Deadpool joue les éclaireurs...

- The Apocalypse solution (#1-4). Ecrit par Rick Remender, dessiné par Jerome OpeñaInfiltré dans un temple, Deadpool assiste discrètement à une cérémonie macabre au cours de laquelle une jeune femme du clan Akkaba est sacrifiée. Il est alors surpris par un géant cornu qui le frappe avec son énorme hâche.
Cependant, dans la caverne X, Warren Worthington III/(Arch)Angel et Betsy Braddock/Psylocke (qui l'a aidé à contenir mentalement son double maléfique) s'inquiètent à la fois pour leur relation intime et l'absence de nouvelles de Deadpool.
A Londres, Wolverine recrute Fantomex, sur le point de commettre un cambriolage.

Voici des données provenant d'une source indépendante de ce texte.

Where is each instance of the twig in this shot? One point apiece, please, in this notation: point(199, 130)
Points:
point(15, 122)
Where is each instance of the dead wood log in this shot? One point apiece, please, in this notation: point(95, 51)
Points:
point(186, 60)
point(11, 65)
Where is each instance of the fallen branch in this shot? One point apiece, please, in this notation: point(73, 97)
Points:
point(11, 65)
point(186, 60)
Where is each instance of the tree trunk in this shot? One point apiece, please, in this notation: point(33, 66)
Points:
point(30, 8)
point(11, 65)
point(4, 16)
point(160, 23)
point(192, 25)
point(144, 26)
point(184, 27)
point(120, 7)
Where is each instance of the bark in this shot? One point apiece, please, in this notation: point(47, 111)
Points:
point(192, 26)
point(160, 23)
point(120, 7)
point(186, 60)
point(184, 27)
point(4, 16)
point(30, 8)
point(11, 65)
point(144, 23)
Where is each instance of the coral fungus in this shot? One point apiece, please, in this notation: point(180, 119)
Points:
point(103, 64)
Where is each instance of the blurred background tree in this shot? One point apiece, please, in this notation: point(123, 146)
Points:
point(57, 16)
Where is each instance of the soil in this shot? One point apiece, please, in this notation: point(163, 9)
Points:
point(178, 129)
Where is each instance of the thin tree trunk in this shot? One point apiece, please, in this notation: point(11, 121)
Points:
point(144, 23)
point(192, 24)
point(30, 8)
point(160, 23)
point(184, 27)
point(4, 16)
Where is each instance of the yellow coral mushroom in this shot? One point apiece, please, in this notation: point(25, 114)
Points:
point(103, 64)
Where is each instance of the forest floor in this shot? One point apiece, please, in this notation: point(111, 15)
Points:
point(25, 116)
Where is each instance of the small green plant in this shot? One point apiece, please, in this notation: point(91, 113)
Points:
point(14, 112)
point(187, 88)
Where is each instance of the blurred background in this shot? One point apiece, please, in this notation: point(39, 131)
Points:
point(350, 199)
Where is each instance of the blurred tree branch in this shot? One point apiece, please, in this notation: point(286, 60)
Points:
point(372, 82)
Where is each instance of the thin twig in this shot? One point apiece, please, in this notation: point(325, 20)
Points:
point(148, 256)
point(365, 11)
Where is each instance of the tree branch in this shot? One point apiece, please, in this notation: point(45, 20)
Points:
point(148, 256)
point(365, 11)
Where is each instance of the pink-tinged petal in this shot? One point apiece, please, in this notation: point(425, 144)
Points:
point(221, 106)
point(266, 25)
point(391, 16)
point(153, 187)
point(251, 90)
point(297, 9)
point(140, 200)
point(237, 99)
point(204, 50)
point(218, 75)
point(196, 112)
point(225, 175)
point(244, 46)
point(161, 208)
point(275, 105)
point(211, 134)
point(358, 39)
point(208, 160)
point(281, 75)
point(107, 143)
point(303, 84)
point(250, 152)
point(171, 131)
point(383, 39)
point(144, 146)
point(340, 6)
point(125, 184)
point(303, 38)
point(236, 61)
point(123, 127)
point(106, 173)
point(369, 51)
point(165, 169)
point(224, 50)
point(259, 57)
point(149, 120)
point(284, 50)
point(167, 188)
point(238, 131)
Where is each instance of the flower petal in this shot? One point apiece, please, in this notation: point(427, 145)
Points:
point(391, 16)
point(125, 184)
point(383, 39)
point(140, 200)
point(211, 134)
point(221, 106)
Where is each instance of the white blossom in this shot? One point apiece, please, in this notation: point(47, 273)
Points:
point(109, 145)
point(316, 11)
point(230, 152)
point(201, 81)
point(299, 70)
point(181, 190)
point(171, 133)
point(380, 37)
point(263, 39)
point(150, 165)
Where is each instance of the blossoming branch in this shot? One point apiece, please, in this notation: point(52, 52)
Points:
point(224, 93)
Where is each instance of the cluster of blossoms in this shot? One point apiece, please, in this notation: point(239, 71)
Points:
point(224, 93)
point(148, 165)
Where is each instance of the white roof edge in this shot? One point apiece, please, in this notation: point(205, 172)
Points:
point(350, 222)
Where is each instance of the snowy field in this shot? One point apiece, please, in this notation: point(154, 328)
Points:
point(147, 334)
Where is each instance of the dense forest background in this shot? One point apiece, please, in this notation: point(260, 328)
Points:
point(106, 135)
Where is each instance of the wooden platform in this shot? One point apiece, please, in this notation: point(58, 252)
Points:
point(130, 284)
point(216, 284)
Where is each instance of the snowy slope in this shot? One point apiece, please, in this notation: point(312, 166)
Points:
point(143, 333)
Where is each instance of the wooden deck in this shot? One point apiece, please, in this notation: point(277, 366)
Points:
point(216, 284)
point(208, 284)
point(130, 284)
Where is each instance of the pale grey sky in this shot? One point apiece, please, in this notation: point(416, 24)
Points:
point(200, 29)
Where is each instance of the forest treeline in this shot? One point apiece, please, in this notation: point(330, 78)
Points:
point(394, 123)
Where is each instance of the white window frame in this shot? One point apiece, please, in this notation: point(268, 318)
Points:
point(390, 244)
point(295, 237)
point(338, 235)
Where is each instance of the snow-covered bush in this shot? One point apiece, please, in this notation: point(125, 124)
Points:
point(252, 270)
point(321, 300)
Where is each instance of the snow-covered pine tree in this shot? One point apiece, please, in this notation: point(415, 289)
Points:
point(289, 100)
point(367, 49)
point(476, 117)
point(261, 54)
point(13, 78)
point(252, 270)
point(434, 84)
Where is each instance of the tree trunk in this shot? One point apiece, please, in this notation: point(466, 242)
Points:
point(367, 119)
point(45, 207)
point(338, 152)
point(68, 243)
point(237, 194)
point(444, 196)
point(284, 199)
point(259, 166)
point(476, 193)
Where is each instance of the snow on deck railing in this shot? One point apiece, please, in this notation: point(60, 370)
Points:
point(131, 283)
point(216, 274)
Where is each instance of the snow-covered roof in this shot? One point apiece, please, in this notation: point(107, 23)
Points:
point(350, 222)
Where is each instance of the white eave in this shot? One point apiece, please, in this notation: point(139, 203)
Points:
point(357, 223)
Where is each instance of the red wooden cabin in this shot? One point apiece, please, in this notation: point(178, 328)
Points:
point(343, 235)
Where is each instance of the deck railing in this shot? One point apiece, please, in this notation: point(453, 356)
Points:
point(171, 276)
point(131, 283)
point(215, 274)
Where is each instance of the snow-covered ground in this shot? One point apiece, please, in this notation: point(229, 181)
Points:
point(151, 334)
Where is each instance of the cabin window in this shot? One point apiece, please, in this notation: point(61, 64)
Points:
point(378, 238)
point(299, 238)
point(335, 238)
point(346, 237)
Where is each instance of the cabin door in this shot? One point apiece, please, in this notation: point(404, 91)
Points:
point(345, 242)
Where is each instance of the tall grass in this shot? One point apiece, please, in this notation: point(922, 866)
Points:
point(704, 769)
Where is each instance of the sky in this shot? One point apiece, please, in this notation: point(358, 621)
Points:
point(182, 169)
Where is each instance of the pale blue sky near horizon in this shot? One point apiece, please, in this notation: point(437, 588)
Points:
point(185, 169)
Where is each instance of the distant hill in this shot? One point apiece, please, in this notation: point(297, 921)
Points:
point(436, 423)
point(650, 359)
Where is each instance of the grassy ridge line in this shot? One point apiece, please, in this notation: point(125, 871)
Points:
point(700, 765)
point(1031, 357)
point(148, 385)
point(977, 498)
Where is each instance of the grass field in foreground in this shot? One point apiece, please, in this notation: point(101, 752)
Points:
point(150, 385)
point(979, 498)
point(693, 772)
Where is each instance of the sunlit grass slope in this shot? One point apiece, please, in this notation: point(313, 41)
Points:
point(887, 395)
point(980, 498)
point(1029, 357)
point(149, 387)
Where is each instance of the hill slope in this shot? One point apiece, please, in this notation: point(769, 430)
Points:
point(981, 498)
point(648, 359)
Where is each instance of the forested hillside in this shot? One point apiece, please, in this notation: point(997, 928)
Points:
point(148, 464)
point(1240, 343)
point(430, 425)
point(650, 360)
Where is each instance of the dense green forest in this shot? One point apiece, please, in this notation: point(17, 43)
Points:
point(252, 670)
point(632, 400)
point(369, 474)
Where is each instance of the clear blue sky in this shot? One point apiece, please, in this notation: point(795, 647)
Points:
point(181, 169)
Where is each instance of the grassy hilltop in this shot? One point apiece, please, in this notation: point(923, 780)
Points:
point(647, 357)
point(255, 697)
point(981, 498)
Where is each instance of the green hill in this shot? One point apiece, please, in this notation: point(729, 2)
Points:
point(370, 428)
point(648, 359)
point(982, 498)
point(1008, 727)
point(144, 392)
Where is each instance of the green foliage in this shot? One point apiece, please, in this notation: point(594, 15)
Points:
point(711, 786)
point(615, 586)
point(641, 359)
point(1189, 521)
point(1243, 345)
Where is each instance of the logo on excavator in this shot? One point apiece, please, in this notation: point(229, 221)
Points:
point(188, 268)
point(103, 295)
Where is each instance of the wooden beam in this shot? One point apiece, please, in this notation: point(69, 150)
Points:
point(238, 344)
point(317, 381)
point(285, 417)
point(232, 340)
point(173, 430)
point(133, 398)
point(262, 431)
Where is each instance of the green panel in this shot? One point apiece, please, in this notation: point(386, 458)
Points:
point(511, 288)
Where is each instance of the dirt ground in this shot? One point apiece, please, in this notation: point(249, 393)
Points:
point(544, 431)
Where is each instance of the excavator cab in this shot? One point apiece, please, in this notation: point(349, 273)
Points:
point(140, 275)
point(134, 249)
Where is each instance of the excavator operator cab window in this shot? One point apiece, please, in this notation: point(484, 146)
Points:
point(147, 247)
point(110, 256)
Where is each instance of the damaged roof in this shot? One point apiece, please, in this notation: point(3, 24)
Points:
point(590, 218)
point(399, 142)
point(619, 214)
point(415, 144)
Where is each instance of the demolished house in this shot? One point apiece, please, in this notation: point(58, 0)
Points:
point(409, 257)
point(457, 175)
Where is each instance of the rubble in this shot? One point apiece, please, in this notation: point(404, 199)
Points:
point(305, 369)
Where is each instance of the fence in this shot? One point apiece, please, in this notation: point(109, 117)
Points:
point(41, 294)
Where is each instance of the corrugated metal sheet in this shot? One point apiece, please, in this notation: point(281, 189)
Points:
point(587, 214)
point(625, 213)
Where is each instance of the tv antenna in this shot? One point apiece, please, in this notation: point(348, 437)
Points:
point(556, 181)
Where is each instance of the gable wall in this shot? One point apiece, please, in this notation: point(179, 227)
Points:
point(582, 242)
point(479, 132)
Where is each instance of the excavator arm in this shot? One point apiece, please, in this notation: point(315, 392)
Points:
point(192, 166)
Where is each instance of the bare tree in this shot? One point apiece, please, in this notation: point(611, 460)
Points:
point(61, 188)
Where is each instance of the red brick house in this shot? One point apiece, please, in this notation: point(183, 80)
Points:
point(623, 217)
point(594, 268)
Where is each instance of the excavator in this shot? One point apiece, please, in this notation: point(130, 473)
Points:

L'équipe réunie se rend en Egypte où se trouve Wade Wilson/Deadpool et affronte une première fois le clan Akkaba qui s'enfuit en se téléportant sur la face bleue de la Lune. L'X-Force s'y déplace à son tour, convaincue d'y trouver Apocalypse ressucité. Mais les Quatre nouveaux Cavaliers de leur ennemi (Guerre - le géant cornu - , Pestilence, Famine et Mort) les attendent.
Toutefois le groupe est loin d'imaginer quelle forme possède désormais leur ennemi et à quel point celle-ci va leur poser un terrible dilemme quand à l'issue de leur mission, s'ils y survivent...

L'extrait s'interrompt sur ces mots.